My Diagnosis

Thursday, August 28th, 2014. A day that will forever live in infamy. For me at least. A day that I will always remember in vivid detail and will never EVER forget.

Let’s go back to that April before though.

Mom and I made a trip up to Michigan to visit family or something, and Dad and Aiden stayed behind because Aiden had the flu or I don’t know, SOMETHING happened and they stayed behind for who knows what. On the day that Mom and I were going to be coming home, she started throwing up that morning too. So we had to stay in Michigan for one more day, I wasn’t complaining, I love going to Michigan, and I didn’t have to go to the school the next day because of it, so I was a happy kid lol. Unfortunately, a few days later when we were back home, I wasn’t feeling the best, and then I started throwing up as well.

Now I’m telling you THIS because of what happens NEXT.

A month later, in May, around my 12th birthday, everything started to go really weird for me. By weird, I mean, I started feeling REALLY crappy. I would drink SO much water all day every day, and then have to go to the bathroom every 20 minutes, and then I would wake up SO many times in the middle of the night to go to the bathroom as well. And I wasn’t gaining any weight either, I mean, I’ve always been a skinny kid, but all of the kids around me were starting to hit the 100’s or so because we were going into junior high and becoming teenagers and growing and all that crap. But while they were growing as they should have, I was maintaining the same weight that I’d been for years. Through all of this, I never really though about anything that was happening, and neither did anyone else. Because after a bit, I started to feel normal, because my body was used to feeling weird and it became my new normal feeling.

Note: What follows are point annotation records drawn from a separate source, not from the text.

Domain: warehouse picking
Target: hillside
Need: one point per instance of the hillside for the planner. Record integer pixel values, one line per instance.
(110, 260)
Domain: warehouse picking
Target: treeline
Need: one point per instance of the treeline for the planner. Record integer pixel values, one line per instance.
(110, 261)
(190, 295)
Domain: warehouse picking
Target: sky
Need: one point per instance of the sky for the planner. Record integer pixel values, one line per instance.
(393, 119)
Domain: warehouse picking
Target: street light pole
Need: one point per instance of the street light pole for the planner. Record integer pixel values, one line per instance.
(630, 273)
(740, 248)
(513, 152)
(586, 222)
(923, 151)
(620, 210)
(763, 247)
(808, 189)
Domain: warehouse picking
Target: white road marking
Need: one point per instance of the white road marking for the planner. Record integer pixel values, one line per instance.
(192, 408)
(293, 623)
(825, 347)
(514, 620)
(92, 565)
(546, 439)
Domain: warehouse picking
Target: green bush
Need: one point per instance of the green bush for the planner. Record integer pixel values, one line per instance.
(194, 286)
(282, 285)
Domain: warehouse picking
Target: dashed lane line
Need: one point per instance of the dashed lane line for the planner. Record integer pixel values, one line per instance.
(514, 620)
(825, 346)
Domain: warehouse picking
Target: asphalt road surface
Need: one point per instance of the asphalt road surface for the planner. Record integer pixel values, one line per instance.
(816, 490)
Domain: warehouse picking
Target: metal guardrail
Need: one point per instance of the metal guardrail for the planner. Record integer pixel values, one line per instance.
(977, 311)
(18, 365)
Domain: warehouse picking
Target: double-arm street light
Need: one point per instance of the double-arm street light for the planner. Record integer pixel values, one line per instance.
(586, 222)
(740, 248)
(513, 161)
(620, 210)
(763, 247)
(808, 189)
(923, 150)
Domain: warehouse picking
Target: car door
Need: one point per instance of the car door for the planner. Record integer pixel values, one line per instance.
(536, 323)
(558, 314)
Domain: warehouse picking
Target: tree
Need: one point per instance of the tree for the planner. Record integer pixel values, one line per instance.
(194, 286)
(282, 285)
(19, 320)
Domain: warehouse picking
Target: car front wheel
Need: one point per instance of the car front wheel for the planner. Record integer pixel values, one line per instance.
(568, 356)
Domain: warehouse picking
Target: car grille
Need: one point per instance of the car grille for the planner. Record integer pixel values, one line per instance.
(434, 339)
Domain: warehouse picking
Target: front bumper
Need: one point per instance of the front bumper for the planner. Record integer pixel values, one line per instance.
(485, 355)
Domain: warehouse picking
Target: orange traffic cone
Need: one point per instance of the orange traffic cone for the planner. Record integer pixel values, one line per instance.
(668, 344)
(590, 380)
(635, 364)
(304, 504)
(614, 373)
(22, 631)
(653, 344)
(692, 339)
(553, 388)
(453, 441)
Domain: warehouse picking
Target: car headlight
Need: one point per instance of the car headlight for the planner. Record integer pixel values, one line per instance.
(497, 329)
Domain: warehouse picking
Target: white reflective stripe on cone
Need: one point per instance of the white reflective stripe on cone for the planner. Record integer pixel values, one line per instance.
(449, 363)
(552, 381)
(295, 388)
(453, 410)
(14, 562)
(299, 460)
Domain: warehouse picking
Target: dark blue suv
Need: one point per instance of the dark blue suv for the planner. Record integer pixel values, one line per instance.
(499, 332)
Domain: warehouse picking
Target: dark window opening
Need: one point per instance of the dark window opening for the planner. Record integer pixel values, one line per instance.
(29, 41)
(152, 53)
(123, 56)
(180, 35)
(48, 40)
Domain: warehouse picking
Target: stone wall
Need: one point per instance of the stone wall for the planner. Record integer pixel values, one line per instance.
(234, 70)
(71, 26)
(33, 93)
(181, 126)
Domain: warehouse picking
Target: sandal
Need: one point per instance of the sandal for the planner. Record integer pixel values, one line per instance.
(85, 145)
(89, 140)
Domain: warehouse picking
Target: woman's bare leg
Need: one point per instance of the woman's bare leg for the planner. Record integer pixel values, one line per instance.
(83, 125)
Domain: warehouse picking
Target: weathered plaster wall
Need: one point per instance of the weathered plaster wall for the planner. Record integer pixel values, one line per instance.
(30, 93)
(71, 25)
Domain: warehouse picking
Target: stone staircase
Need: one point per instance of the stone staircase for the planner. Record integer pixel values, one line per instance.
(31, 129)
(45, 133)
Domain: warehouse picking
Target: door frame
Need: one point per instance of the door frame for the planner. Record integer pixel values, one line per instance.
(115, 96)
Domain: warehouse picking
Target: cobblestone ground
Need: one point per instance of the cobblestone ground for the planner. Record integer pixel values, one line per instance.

After about 3 months in August, mom finally called and tried to see if I could get a doctor appointment, because she thought I had a UTI (oh how I wish that's all it had been). But unfortunately, all of the appointments were filled up and it would be IMPOSSIBLE to get me in, BUT Aiden had an appointment in late August. So mom asked if she could bring me and have the doctor see me and see what it was, and they said yes! My 7th grade year starts, and on the 3rd day, it's time for Aiden's appointment. Now Aiden has ALWAYS hated the doctor, the dentist, all of it, even when my parents would bring him to their appointments or even to mine. He would cry and cry and freak out. So he was already freaking out about it the whole time. By the end of the appointment, the doctor comes in 1 last time and talks to me and mom. We tell her everything and she orders a urine test. So I went to the bathroom and peed in a cup and gave it to the nurses to test it. I went back to the room and a few minutes later they come in and say, "Um, she has a lot of protein in her urine so we're gonna do a finger stick test." Lots of big words that I KNEW but had absolutely NO idea what they meant all together in 1 sentence, but they brought in the Blood Glucose meter (Blood Glucose = BG for future reference) and pricked my finger. It was like a movie. When everything slows down as something bad is happening, ya know that part? Yeah, that was me in that moment. In that moment I was 100% alone. It was me and this ticking time bomb that I was just watching it count down and go off. After a few seconds--but what feels like years-- the white screen flashes 418 in big letters.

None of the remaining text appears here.